When bureaucrats play Tetris with cultural institutions, the blocks never fit quite right. Kirill Krok, the fiery-tongued director of Vakhtangov Theatre, has unleashed a torrent of criticism against Moscow's controversial theatre merger scheme, comparing the forced unions to "marrying a ballet dancer to a heavy metal drummer."
The cultural earthquake began when authorities decided to weld together the avant-garde Hermitage Theatre with the more traditional Sphere Theatre - two institutions sharing nothing but proximity in the same garden. "It's like serving caviar on a paper plate," Krok scoffed during our conversation, his voice dripping with the kind of theatrical disdain usually reserved for bad opening nights.
Particular venom was reserved for the marriage of student-driven MOST Theatre with the century-old Mossovet Theatre. "You might as well combine a kindergarten with a university faculty," Krok remarked, his fingers drumming an impatient rhythm on his oak desk. "Different audiences, different purposes, different souls."

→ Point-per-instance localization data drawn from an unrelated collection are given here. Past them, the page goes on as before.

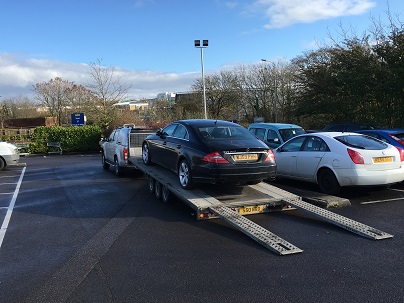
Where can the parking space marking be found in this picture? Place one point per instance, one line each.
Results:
(10, 208)
(395, 189)
(382, 201)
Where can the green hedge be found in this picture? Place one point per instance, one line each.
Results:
(72, 138)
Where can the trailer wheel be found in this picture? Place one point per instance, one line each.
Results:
(2, 163)
(146, 157)
(184, 174)
(157, 189)
(105, 165)
(151, 185)
(117, 169)
(165, 194)
(327, 182)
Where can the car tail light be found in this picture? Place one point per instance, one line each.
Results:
(401, 151)
(125, 154)
(356, 157)
(270, 157)
(397, 139)
(214, 157)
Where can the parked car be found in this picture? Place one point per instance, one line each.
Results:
(335, 159)
(275, 134)
(210, 151)
(392, 136)
(348, 127)
(9, 154)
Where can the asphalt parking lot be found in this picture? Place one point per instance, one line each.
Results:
(72, 232)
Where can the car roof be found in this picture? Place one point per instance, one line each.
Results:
(207, 122)
(274, 125)
(387, 131)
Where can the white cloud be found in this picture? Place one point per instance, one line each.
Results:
(283, 13)
(19, 75)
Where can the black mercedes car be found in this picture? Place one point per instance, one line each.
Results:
(210, 151)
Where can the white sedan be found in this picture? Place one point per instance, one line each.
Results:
(336, 159)
(9, 154)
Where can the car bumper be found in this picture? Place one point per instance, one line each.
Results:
(223, 174)
(11, 159)
(366, 177)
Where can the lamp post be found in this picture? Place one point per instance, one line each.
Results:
(204, 45)
(275, 92)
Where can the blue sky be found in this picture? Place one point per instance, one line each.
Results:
(151, 42)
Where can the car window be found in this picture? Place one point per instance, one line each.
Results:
(293, 145)
(226, 132)
(272, 137)
(169, 129)
(112, 136)
(181, 132)
(377, 136)
(315, 144)
(362, 142)
(260, 133)
(288, 133)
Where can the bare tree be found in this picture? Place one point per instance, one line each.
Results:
(107, 89)
(53, 95)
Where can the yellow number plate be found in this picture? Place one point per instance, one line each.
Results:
(382, 159)
(245, 157)
(251, 209)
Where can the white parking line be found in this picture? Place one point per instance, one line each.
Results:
(400, 190)
(381, 201)
(10, 209)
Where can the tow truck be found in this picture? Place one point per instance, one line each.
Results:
(231, 204)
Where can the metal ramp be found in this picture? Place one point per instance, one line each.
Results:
(341, 221)
(255, 231)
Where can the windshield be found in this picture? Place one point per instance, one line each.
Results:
(362, 142)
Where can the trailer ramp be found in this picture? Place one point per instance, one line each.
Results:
(341, 221)
(255, 231)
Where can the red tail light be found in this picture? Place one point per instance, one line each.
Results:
(401, 151)
(355, 156)
(270, 156)
(125, 154)
(215, 157)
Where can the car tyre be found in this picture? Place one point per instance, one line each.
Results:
(157, 189)
(105, 165)
(152, 184)
(184, 175)
(146, 157)
(328, 183)
(165, 194)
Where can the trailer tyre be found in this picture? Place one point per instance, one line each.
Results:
(146, 157)
(105, 165)
(2, 163)
(157, 189)
(184, 174)
(152, 184)
(117, 168)
(165, 194)
(327, 182)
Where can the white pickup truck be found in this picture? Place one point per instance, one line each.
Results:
(123, 143)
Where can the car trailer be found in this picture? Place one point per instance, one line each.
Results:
(210, 202)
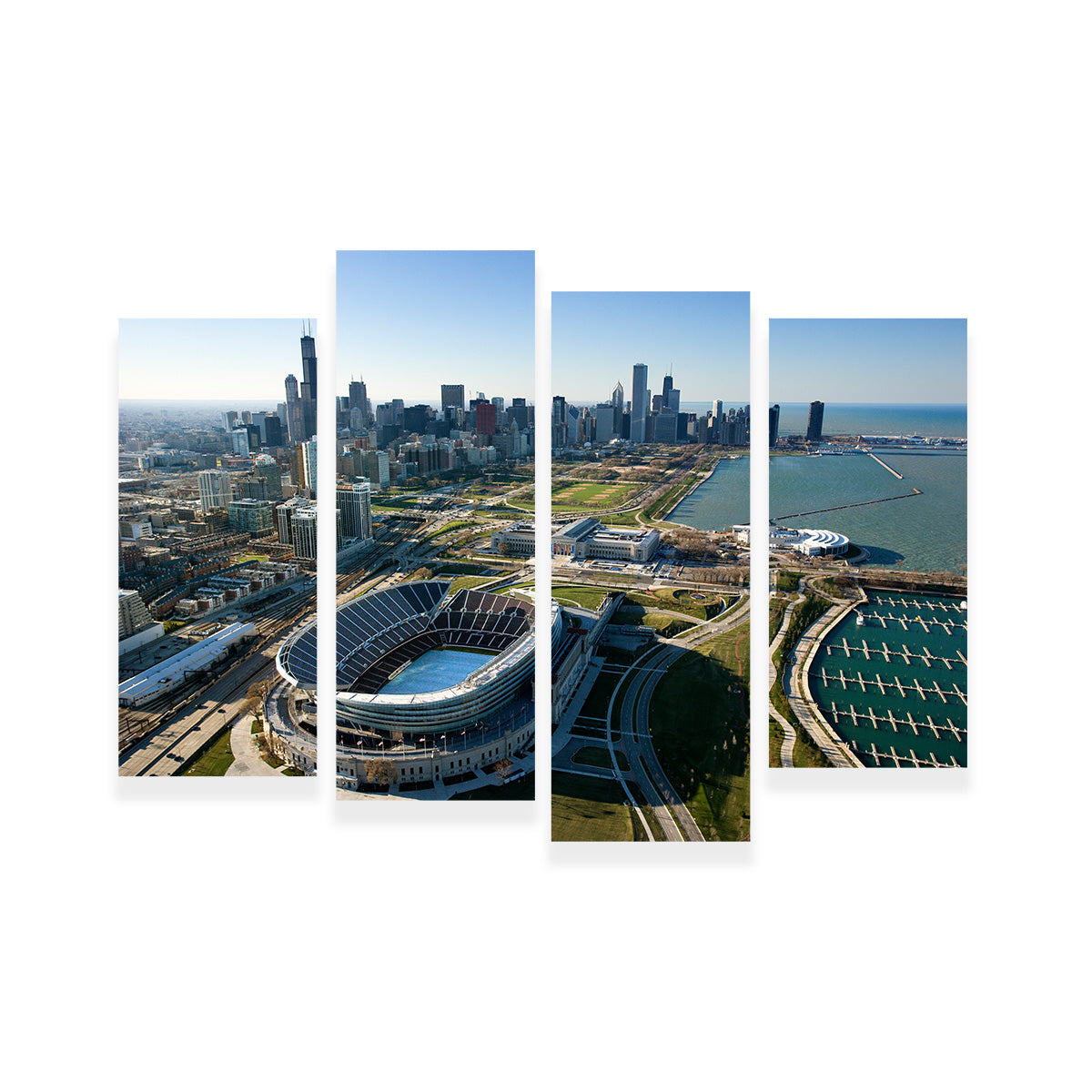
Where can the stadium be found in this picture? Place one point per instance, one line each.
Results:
(432, 689)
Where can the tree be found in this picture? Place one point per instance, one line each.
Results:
(256, 697)
(380, 771)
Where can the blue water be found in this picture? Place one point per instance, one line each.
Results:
(857, 419)
(852, 678)
(438, 670)
(722, 500)
(926, 533)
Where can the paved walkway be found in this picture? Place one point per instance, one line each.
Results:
(248, 763)
(800, 703)
(790, 738)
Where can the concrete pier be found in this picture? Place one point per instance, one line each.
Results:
(885, 465)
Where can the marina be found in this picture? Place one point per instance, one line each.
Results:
(900, 702)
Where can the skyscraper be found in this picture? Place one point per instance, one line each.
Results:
(618, 401)
(486, 419)
(355, 507)
(311, 465)
(452, 394)
(560, 421)
(359, 397)
(214, 489)
(640, 403)
(309, 389)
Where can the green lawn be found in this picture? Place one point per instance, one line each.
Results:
(584, 595)
(599, 698)
(591, 809)
(776, 614)
(568, 495)
(776, 737)
(699, 719)
(213, 759)
(805, 753)
(664, 625)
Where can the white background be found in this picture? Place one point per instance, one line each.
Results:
(882, 931)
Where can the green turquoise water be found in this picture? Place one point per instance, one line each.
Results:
(922, 676)
(437, 670)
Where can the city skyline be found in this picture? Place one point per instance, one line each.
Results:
(222, 360)
(703, 339)
(868, 360)
(410, 320)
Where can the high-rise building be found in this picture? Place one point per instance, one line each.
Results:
(560, 423)
(640, 403)
(132, 614)
(485, 419)
(256, 517)
(309, 389)
(452, 394)
(415, 419)
(354, 502)
(240, 441)
(214, 489)
(284, 514)
(604, 421)
(666, 427)
(270, 470)
(305, 533)
(378, 464)
(311, 464)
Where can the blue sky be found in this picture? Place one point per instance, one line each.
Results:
(410, 320)
(910, 360)
(703, 337)
(241, 360)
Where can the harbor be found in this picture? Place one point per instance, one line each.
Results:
(890, 680)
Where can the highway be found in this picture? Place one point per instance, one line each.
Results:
(192, 721)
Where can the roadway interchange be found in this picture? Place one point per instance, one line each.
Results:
(183, 729)
(633, 694)
(177, 727)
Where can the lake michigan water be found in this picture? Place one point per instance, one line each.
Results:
(925, 532)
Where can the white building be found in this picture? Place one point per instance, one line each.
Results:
(216, 490)
(589, 539)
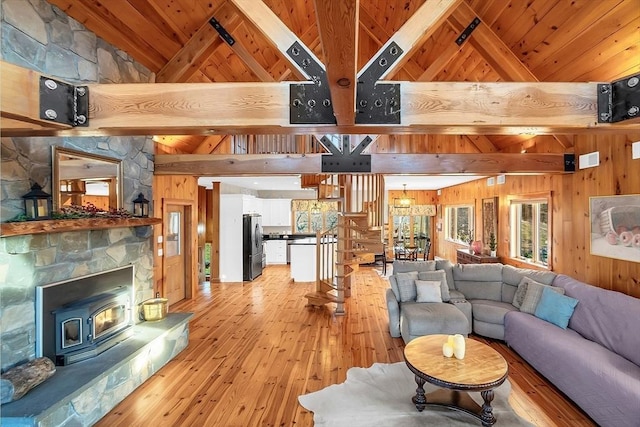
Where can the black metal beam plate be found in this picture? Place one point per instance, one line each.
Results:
(309, 103)
(467, 31)
(569, 162)
(620, 100)
(376, 102)
(63, 103)
(360, 163)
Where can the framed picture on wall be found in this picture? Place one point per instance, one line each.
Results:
(489, 219)
(615, 226)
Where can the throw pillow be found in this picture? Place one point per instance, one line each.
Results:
(439, 276)
(533, 295)
(406, 285)
(555, 308)
(518, 297)
(428, 291)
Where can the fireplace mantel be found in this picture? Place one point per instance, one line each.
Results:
(62, 225)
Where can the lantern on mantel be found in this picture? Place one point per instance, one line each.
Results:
(141, 206)
(37, 204)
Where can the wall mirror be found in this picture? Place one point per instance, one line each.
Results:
(80, 178)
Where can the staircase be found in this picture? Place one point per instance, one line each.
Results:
(355, 240)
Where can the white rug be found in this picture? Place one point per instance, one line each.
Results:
(381, 396)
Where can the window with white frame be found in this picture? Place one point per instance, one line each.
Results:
(530, 230)
(459, 223)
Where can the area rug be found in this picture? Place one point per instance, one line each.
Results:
(381, 396)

Krok dismantled the economic justification with surgical precision: "Saving one director's salary won't repave a single Moscow alleyway." His math cut through the bureaucratic fog - even with benefits and taxes accounted for, the savings amount to less than a rounding error in the city's multibillion-ruble budget.
Behind the financial theater, Krok detects a more ominous plot - the slow homogenization of Moscow's cultural landscape. "Soon we'll have theatrical Big Macs," he warned, "identical in every district, with extra fries of mediocrity." The veteran director sees the mergers as the first act in a tragedy where unique artistic voices get drowned out by administrative convenience.
As our conversation turned to recent controversies, Krok didn't soften his stance. When asked about collaborating with recently paroled actors, his response could have frozen vodka: "My stage isn't a rehabilitation center for intoxicated performers." The message was clear - in Krok's theatre, artistic standards remain the uncompromising director of every production.